Remezón ha causado en México la decisión política del Ejército Zapatista de Liberación Nacional (EZLN) de lanzar una candidata presidencial indígena de cara a las próximas elecciones de 2018.

“Que retiemble en sus centros la tierra” es el nombre del del comunicado del EZLN donde anuncian su salto definitivo a la institucionalidad tras su sorprendente aparición el 1 de enero de 1994, denunciando la firma del tratado de libre comercio entre México, Estados Unidos y Canadá. En el contexto post caída del muro de Berlín, la acción de los zapatistas es recordada como una de las primeras manifestaciones anti neoliberales del mundo, proveniente además desde el seno de los pueblos indígenas en México, usualmente excluidos de las políticas públicas.

Llegó el momento de atacar, de pasar a la ofensiva”, dicen en el comunicado, que recuerda y hace énfasis en las opresiones sufridas por pueblos indígenas en México. “Consultaremos en cada una de nuestras geografías, territorios y rumbos (…) para nombrar una mujer indígena, que contienda a nombre del Congreso Nacional Indígena (CNI) y el EZLN en el proceso electoral del año 2018 para la presidencia de este país”, agregan.
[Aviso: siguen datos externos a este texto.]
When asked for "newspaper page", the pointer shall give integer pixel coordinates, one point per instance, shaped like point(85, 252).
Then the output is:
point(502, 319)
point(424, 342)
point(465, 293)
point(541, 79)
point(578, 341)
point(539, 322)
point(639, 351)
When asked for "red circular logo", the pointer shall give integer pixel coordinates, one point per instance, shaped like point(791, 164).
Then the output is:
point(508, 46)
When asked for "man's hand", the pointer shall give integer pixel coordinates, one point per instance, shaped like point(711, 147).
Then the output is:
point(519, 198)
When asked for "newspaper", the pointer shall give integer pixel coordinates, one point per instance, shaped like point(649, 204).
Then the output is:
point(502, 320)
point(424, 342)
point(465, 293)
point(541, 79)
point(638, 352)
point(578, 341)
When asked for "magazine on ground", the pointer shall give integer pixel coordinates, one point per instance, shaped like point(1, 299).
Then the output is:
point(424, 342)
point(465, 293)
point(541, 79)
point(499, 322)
Así, el CNI realizará “una consulta en cada uno de nuestros pueblos para desmontar desde abajo el poder que arriba nos imponen y que nos ofrece un panorama de muerte, violencia, despojo y destrucción”.

“Ratificamos que nuestra lucha no es por el poder, no lo buscamos; sino que llamaremos a los pueblos originarios y a la sociedad civil a organizarnos para detener esta destrucción, fortalecernos en nuestras resistencias y rebeldías”, finaliza el EZLN.

Agrupados en Chiapas, los zapatistas son reconocidos por su organización en los “Caracoles”, formas autogestionadas de democracia directa y participativa.

El pasado fin de semana 500 delegados indígenas de todo el país se reunieron en San Cristóbal de las Casas en el V Encuentro Nacional, donde analizaron la coyuntura política del país y del mundo. Ahí fue donde se determinó entrar en la competencia contra “el mal gobierno”.

La respuesta de López Obrador

Inmediatas repercusiones generó la decisión de los zapatistas, sobretodo en Manuel López Obrador, dirigente del partido Morena y uno de los favoritos en las encuestas para las próximas presidenciales.

Morena es un partido de centro izquierda al margen de los clásicos PRI, PAN y PRD. Por eso, su alta adherencia en las encuestas tiene a muchos expectantes sobre cómo serán las próximas presidenciales.

“El pueblo nos está apoyando en Chiapas y en todo el país. La única esperanza es Morena, aunque no le guste a muchos”, dijo el dirigente sobre la irrupción de los zapatistas en la escena, a quienes criticó de abstenerse en pasadas elecciones y así garantizar el triunfo del PRI y de Enrique Peña Nieto.